1. [Descriptive Statistics for each movie type] Using Minitab, the Descriptive Statistics for Total U.S. Gross ($ Millions) by Type are:

|TYPE |N |Mean |StDev |Minimum |Median |Maximum |
|Best Picture |10 |202.6 |164.6 |55.3 |152 |600.8 |
|Biggest Gross |14 |320.4 |75.4 |234.8 |307.7 |461 |
|Series |14 |327.7 |59.9 |249.5 |313.5 |436.7 |
|Sundance |11 |9.01 |6.8 |1.28 |7.27 |21.47 |
|TOTAL |49 |228.6 |155.3 |1.28 |262 |600.8 |

2. [Examine and compare the descriptive statistics]
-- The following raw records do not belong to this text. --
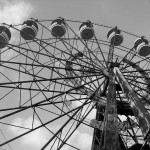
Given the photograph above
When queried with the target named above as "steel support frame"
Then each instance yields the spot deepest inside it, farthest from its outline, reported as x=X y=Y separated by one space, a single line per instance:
x=140 y=112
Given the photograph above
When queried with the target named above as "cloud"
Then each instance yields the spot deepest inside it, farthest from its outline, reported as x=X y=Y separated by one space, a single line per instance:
x=14 y=12
x=36 y=138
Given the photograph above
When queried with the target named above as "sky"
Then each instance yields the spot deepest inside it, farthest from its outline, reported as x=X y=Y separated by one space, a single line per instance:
x=129 y=15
The means of the movie types range from about $9 million (Sundance films) to almost $330 million (sequel films). Best picture films are close behind, with a mean of $320 million. Although the biggest gross and sequels have the largest means, the standard deviation for the best picture films is substantially larger than the standard deviations of either type. The Sundance films have the smallest standard deviation.

It is clear that the biggest gross movies should have a large mean, and it is not surprising that Sundance films, which are often critically acclaimed but may not be attractive to large portions of the population, have a very small mean in comparison. It is interesting that the best picture films have such a large variation, indicating that some films chosen for this honor do have widespread appeal and therefore a large gross, while others are films praised for their artistic quality and less for their box office appeal.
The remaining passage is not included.